Although the Treaty on the Functioning of the European Union prohibits restrictions on the movements of capital between member States and between member States and third countries, it allows member States to establish procedures for declaring capital movements for administrative and statistical purposes and, above all, to adopt control mechanisms for foreign investments from outside the European Union for reasons of security, health and public order. Being so, how will this new regulation affect FDI since its entry into force on September 1? What FDI must be declared, where and by whom? Can the FDI general liberalization regime be suspended? If so, by whom and in which sectors? Is there any possibility of investing in them despite this suspension? ? What is a prior authorization and what role does it play in these cases? Is there any FDI exempt from prior authorization?. I will try to answer these and other questions, despite the fact that these answers, conditioned by the limited length of this post, must necessarily be very brief.
To begin with, it should be born in mind that the provisions of this Royal Decree will apply to any FDI made in Spain, without prejudice to the special regimes that may affect investments in sectors that have specific regulations.

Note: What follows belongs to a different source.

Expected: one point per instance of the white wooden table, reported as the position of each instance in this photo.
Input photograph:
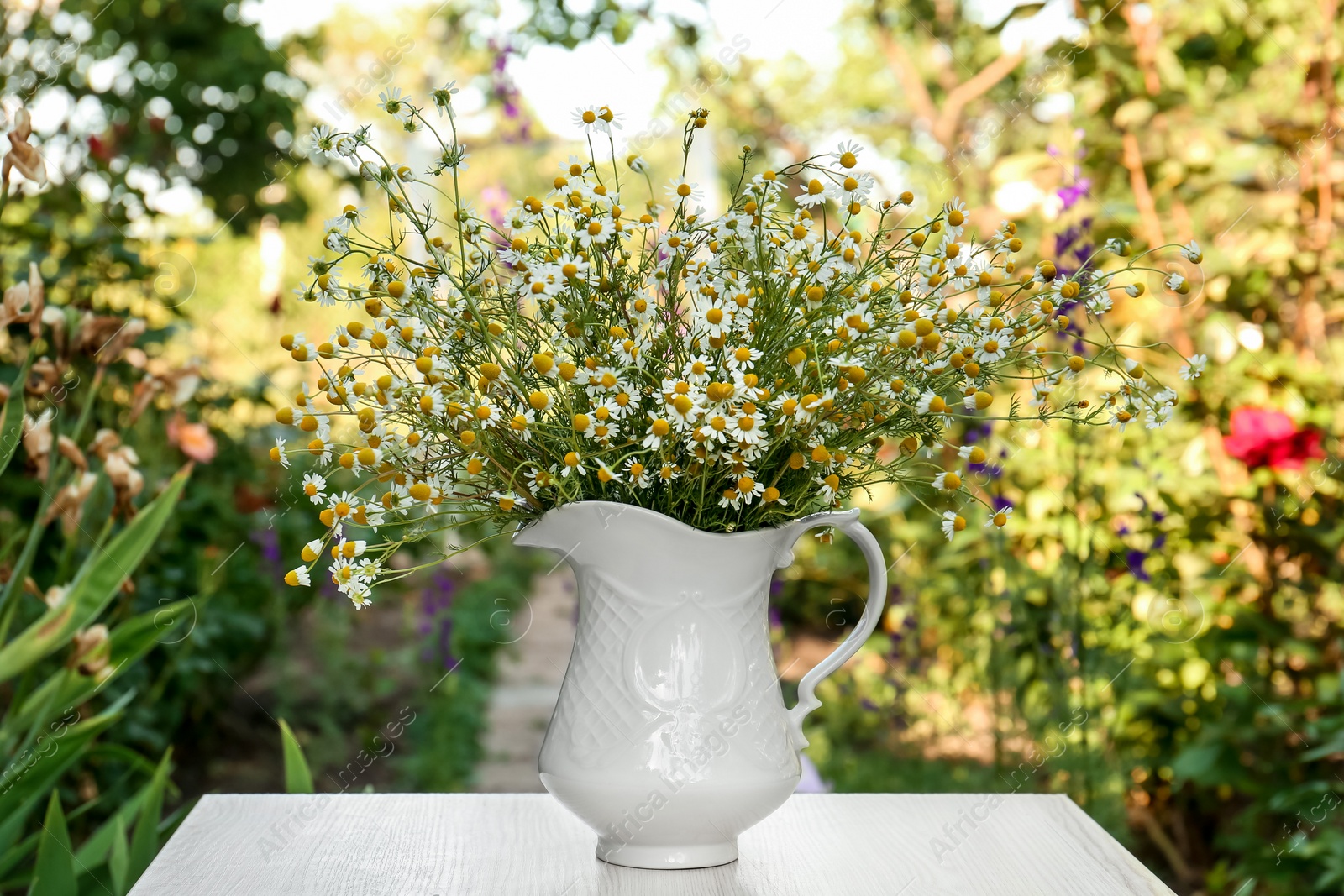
(528, 844)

Having said that, the first issue to address is the declaration of FDI, since every FDI must be declared on a mandatory basis (both investment and divestment) to the Investment Registry of the Ministry of Industry, Trade and Tourism. Among other investments subject to this obligation, just to mention a few, are those related to the participation in the capital of Spanish companies carried out by a non-resident investor who holds or reaches a participation equal or greater than 10% of the issuer’s capital stock or its voting rights; the financing of Spanish companies or branches from companies of the same group whose amount exceeds 1,000,000 euros and its repayment period is greater than one calendar year; or the acquisition of real estate located in Spain whose sale price surpasses 500,000 euros.

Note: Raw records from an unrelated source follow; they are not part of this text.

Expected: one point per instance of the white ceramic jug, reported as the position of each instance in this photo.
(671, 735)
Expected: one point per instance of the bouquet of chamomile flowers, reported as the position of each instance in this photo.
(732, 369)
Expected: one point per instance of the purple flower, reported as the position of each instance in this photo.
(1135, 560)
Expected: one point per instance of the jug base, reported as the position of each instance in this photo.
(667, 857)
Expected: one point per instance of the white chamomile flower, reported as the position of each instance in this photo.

Now, in addition to this obligation, the Royal Decree provides for another one that is no longer administrative or statistical, but of a substantive nature, and to which foreign investments are subject, either made by residents of countries outside the European Union or the European Free Trade Association (EFTA), or by residents of the latter but whose real ownership corresponds to residents of countries that do not belong to any of these organizations. This obligation, which consists of requesting a prior authorization to the General Directorate of International Trade and Investment, arises when the liberalization regime is suspended by the Council of Ministers for reasons of security, health or public order, especially in sectors related to critical infrastructures (energy, transport, water, communications or defense), critical or dual-use technologies (IA, robotics, semiconductors, cybersecurity or aerospace technologies), or key technologies for leadership and industrial training (nanotechnology, photonics, microelectronic or nanoelectronics).

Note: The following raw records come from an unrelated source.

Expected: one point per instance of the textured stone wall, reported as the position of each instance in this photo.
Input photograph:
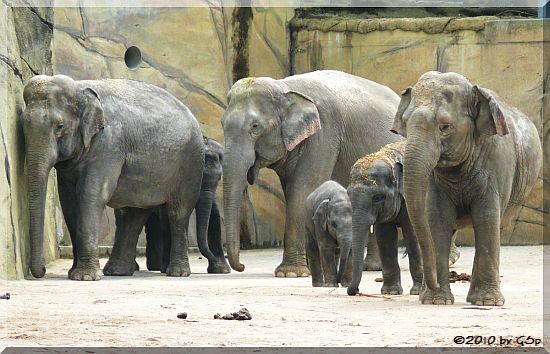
(501, 54)
(25, 37)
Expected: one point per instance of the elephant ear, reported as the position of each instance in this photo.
(490, 120)
(399, 126)
(320, 217)
(301, 119)
(91, 115)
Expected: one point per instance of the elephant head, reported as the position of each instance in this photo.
(333, 217)
(444, 117)
(264, 121)
(375, 192)
(59, 121)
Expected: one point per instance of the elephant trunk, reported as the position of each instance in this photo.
(360, 230)
(421, 156)
(236, 167)
(345, 248)
(38, 168)
(203, 210)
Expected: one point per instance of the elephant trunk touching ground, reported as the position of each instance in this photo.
(38, 168)
(421, 156)
(236, 165)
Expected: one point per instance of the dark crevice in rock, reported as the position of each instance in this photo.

In addition to these cases of suspension of the liberalization regime, others may occur, especially when the foreign investor is directly or indirectly controlled by the government of a third country; when the foreign investor has made investments that affect security, public order or health in other EU’s member States; or if there is a serious risk that the foreign investor will carry out criminal or illegal activities. These causes of suspension, as well as the previous ones, will determine the submission of investment operations to the corresponding authorizations, in such a way that, in the absence of these authorizations, said operations will be null and void.
There are, of course, operations exempt from submitting to the prior authorization regime, but they are limited, for instance, to operations in the energy sector, provided that the companies or assets acquired do not carry out regulated activities, that the company does not achieve the status of controlling company or that the quota of installed capacity is less than 5%. To operations in which the turnover of the owned companies does not exceed 5,000,000 euros in the last closed accounting year. Or to temporary investments of short duration (hours or days), provided that investors do not have the capacity to influence the management of the acquired companies.
It is important to highlight in this context the attraction of FDIs for the Spanish market, as evidenced by the fact that Spain has captured a total of 34,360 million euros of gross productive investment in 2022, 14% more than in 2021, making Spain the third recipient of FDIs in Europe and the twelfth worlwide. Madrid, Catalonia, the Basque Country, Asturias and Andalusia have made 91% of these investments, and Madrid, of this 91%, 68.5%, with an increase of 75% since 2013. And finally it is important to also underline that these investments have enabled the establishment of 11,722 subsidiaries of foreign companies in industry, trade and non-financial services, creating a total of 1.8 million jobs.